3 - Embora com algumas distinções no caso de Josef Fritzl (confissão dos crimes ao final do julgamento, reconhecimento de culpa, arrependimento pelo que fez), a sua conduta criminosa durante longos anos, a sua "frieza impressionante", a sua "dupla personalidade" que encantava os seus vizinhos ("amável, cortês") em Amstetten, Áustria, tudo está a indicar que se trata de um "louco moral" onde está ausente todo afetividade humana, compaixão, senso moral, de alguém que não sente nada em termos afetivos (tipo do "não gosta de ninguém e não quer que ninguém goste dele"), de grande perversidade com exemplos em criminosos célebres através da história da criminalidade. Crimes que são cometidos durante muito tempo e que para tal personalidade não significam nada, não sentem nada em relação aos mesmos. Em tal personalidade, é o prazer do mal pelo mal, sem a noção ou o sentimento do bem, com indiferença pela vida humana de um egoísmo exacerbado. Em sua ação criminosa não é impulsivo, age friamente, é calmo, controlado durante o seu comportamento criminoso sempre planejado cuidadosamente em todos os seus detalhes, em uma premeditação que revela toda a sua insensibilidade afetiva, a sua ausência de inibições morais, em sua anomalia sentimental, como se fosse uma perversidade inata ("perversidade constitucional" dos psiquiatras franceses, "imoral constitucional" dos autores italianos").
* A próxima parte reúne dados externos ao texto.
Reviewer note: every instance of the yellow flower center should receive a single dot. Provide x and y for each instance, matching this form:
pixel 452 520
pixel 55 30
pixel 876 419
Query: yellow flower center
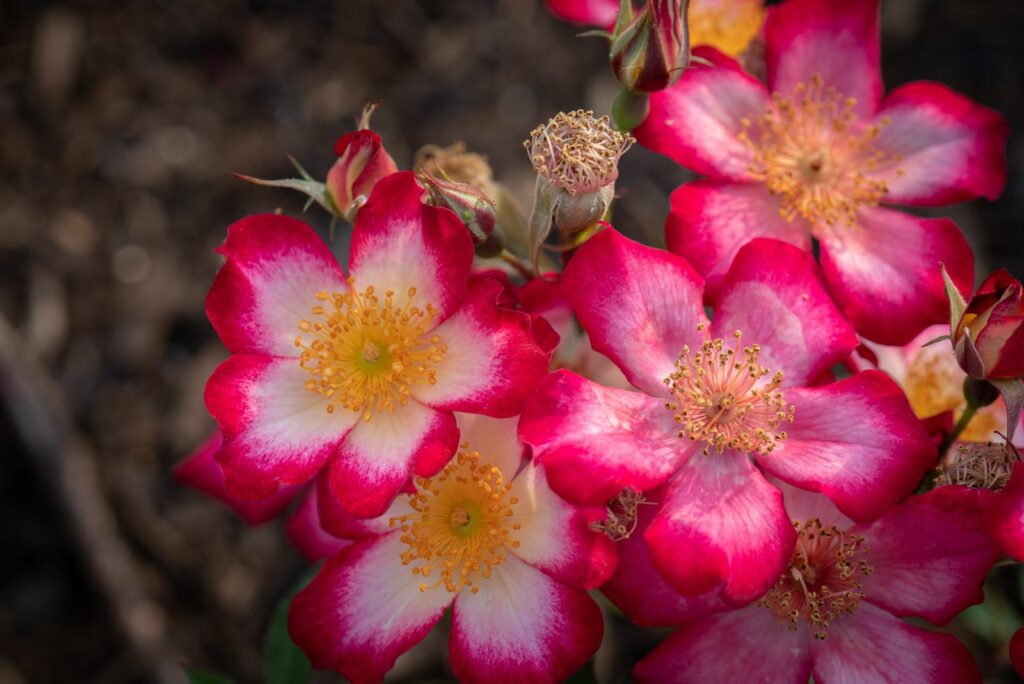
pixel 461 525
pixel 364 352
pixel 822 582
pixel 721 397
pixel 814 154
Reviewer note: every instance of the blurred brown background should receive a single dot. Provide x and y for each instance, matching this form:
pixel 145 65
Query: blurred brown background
pixel 119 125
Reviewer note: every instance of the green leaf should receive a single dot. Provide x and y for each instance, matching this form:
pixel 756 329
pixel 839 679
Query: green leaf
pixel 283 661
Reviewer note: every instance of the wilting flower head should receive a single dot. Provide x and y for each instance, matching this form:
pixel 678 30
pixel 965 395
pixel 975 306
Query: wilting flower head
pixel 485 536
pixel 818 154
pixel 836 609
pixel 359 373
pixel 719 403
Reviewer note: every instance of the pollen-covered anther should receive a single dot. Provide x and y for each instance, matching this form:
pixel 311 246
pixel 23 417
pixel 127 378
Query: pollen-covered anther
pixel 364 351
pixel 577 152
pixel 462 523
pixel 822 581
pixel 815 154
pixel 725 398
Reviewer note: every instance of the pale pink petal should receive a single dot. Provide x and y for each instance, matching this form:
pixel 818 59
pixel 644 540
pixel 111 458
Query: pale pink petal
pixel 885 272
pixel 775 295
pixel 872 646
pixel 857 441
pixel 710 220
pixel 931 554
pixel 399 243
pixel 943 146
pixel 639 305
pixel 721 522
pixel 275 265
pixel 697 122
pixel 522 626
pixel 495 355
pixel 378 457
pixel 747 645
pixel 594 441
pixel 275 430
pixel 364 609
pixel 838 40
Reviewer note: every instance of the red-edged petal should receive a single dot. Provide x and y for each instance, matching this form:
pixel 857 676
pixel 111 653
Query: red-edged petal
pixel 522 626
pixel 871 645
pixel 399 243
pixel 721 522
pixel 556 536
pixel 378 457
pixel 838 39
pixel 641 593
pixel 594 441
pixel 710 220
pixel 364 609
pixel 307 535
pixel 931 554
pixel 857 441
pixel 275 430
pixel 885 272
pixel 275 265
pixel 950 148
pixel 774 293
pixel 201 471
pixel 639 305
pixel 495 355
pixel 697 122
pixel 747 645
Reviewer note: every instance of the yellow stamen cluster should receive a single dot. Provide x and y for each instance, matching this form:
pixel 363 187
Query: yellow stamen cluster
pixel 365 352
pixel 816 156
pixel 982 465
pixel 462 523
pixel 577 152
pixel 822 582
pixel 721 397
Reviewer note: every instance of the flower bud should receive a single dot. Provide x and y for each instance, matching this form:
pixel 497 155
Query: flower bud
pixel 651 50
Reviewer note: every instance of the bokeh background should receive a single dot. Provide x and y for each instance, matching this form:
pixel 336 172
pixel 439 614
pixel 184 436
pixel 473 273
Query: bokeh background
pixel 119 126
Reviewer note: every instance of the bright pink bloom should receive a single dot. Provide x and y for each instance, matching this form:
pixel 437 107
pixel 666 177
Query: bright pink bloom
pixel 359 374
pixel 819 157
pixel 486 537
pixel 712 397
pixel 835 611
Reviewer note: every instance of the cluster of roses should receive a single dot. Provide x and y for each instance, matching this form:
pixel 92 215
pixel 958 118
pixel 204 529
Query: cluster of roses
pixel 732 443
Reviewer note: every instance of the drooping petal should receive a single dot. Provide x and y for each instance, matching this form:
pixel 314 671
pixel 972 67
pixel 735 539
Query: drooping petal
pixel 931 554
pixel 856 440
pixel 721 522
pixel 641 593
pixel 275 265
pixel 697 122
pixel 201 471
pixel 522 626
pixel 949 147
pixel 364 609
pixel 378 457
pixel 399 243
pixel 639 305
pixel 710 220
pixel 594 441
pixel 495 355
pixel 275 430
pixel 885 272
pixel 871 646
pixel 774 293
pixel 745 645
pixel 838 40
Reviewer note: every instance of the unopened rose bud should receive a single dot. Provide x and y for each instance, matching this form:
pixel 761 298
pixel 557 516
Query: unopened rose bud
pixel 650 50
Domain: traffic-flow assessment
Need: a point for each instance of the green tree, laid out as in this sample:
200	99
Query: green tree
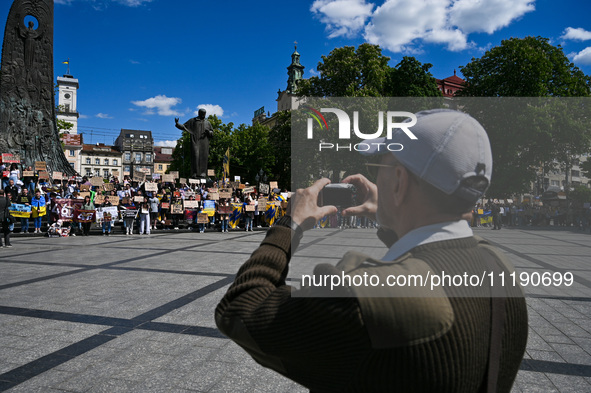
532	134
524	67
347	72
410	78
280	141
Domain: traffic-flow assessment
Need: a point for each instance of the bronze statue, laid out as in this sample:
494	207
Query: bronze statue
201	131
27	103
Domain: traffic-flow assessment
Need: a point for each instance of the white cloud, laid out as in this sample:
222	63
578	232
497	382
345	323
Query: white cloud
165	143
487	16
583	57
211	110
342	17
133	3
577	34
404	25
162	104
101	4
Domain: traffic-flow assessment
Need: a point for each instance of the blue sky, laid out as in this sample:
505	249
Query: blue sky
141	63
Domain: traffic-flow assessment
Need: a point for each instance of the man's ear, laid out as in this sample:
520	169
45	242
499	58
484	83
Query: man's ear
401	185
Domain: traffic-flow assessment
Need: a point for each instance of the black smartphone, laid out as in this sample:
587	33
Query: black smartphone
341	195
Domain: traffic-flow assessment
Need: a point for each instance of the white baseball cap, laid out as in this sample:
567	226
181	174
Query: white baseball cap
452	152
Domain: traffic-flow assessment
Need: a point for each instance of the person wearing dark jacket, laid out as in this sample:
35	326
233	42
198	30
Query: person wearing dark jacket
4	217
360	336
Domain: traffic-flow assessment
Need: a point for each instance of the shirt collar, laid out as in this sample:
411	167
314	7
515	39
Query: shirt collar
428	234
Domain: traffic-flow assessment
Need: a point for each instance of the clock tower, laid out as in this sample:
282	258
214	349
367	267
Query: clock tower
67	101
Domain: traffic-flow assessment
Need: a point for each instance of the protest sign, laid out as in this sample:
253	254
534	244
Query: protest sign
18	210
97	181
40	166
84	216
176	208
152	187
209	208
8	158
263	188
225	193
106	214
129	213
139	176
191	204
225	209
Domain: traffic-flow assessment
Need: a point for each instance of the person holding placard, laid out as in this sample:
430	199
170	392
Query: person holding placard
4	219
144	211
39	209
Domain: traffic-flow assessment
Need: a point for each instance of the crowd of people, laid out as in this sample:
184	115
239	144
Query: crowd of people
497	215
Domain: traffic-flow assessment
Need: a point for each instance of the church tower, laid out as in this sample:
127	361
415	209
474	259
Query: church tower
287	100
67	101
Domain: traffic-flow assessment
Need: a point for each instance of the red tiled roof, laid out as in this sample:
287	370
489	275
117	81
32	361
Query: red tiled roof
72	139
101	148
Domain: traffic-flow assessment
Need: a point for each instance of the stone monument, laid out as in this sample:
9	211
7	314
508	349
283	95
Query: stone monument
201	131
27	100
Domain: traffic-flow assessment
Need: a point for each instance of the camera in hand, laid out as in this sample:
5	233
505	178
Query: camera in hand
341	195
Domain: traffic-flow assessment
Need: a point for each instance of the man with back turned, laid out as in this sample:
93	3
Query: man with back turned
388	338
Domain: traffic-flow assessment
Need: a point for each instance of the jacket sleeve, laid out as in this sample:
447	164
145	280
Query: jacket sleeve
295	336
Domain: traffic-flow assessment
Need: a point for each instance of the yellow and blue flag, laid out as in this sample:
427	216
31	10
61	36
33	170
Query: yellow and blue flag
235	215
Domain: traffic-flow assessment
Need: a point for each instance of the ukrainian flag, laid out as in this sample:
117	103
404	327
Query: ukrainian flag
271	214
236	215
226	164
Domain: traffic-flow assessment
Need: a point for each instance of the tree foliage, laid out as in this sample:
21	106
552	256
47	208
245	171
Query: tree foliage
532	134
364	72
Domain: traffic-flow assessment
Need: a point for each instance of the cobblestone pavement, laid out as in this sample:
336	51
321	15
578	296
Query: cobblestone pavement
135	314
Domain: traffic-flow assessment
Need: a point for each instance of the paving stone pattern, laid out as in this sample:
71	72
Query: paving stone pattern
135	313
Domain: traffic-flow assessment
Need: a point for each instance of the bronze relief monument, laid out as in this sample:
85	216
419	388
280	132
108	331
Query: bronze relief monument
201	131
27	101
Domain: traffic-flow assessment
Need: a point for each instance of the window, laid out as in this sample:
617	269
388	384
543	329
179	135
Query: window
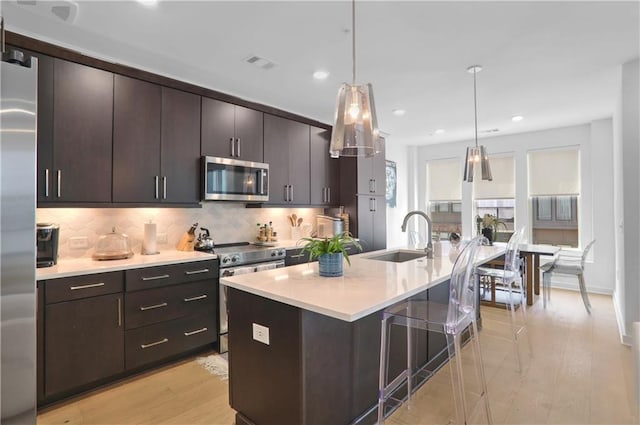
554	187
446	217
555	220
497	197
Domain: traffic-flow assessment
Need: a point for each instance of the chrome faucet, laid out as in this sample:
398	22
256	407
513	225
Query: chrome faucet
429	248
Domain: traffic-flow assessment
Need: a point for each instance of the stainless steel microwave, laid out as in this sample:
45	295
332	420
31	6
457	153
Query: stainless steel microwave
234	180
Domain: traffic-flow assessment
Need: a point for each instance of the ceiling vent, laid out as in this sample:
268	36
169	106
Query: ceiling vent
260	62
64	10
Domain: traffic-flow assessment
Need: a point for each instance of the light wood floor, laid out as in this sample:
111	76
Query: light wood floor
579	374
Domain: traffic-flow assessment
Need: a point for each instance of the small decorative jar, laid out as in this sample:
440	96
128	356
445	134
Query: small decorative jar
330	265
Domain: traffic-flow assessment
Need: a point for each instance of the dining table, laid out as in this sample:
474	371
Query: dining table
531	254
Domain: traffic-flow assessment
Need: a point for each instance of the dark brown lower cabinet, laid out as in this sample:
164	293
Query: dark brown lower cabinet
95	328
84	342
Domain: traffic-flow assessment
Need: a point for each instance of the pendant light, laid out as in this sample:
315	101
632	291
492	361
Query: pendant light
355	129
477	154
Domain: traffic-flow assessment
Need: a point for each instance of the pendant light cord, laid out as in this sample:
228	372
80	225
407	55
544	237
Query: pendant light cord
353	38
475	105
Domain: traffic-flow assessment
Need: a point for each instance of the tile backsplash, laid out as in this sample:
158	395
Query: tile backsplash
228	222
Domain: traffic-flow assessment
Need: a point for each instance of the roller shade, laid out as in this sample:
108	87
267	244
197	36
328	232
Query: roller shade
554	172
444	180
503	185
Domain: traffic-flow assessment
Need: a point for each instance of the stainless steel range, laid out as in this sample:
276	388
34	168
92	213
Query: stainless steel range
242	258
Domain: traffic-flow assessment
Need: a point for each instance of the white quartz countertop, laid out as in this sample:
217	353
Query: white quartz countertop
81	266
367	285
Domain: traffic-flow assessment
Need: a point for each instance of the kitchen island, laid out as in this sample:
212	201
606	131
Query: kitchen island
304	349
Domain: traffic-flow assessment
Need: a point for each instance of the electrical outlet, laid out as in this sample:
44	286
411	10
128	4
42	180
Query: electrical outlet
78	242
261	333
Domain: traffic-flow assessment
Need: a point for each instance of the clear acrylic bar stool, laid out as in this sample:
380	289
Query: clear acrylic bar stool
452	320
516	301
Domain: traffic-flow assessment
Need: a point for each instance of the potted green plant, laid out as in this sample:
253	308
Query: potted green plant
490	224
329	252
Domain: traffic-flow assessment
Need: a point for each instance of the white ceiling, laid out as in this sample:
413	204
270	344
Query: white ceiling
555	63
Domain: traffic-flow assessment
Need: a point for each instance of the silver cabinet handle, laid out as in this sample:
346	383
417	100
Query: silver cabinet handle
195	332
46	182
153	307
87	286
162	276
119	312
190	272
164	187
151	344
199	297
59	178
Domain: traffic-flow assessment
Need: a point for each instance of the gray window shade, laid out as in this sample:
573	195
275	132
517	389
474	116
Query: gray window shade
444	180
554	172
503	185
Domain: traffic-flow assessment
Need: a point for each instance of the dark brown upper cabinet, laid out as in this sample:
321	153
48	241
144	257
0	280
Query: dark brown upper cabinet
231	131
75	107
156	143
287	153
180	148
372	176
136	141
324	175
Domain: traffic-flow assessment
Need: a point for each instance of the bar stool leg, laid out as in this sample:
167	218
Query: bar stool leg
455	364
383	369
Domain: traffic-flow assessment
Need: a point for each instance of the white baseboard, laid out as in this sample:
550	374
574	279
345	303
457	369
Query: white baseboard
625	338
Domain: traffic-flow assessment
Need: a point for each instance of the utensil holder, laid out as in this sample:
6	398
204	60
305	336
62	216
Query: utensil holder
296	233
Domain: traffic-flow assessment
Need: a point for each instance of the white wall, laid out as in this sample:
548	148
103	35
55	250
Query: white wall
627	191
596	201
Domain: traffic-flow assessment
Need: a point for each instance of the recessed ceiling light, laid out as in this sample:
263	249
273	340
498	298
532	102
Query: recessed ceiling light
321	75
148	3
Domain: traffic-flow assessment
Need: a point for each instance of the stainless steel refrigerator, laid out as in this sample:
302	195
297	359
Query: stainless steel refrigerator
18	89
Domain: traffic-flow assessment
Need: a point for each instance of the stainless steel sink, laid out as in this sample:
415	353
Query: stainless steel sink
399	256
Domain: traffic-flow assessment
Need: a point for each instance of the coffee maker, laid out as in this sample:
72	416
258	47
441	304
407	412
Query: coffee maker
47	235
4 - Historicamente, em síntese, a partir de 1830, psiquiatras ingleses - Prichard e Maudsley - passaram a examinar e a conceituar a "loucura moral ("moral insanity") distinguindo-a da "insanidade mental" propriamente dita como uma anomalia afetiva sem a anomalia das faculdades intelectuais (inteligência e vontade continuariam normais). Ou seja: tal personalidade distingue "o certo" do "errado" mas não distingue "o bem" e o "mal", é um anômalo moral ou sentimental como o austríaco Josef Fritzl.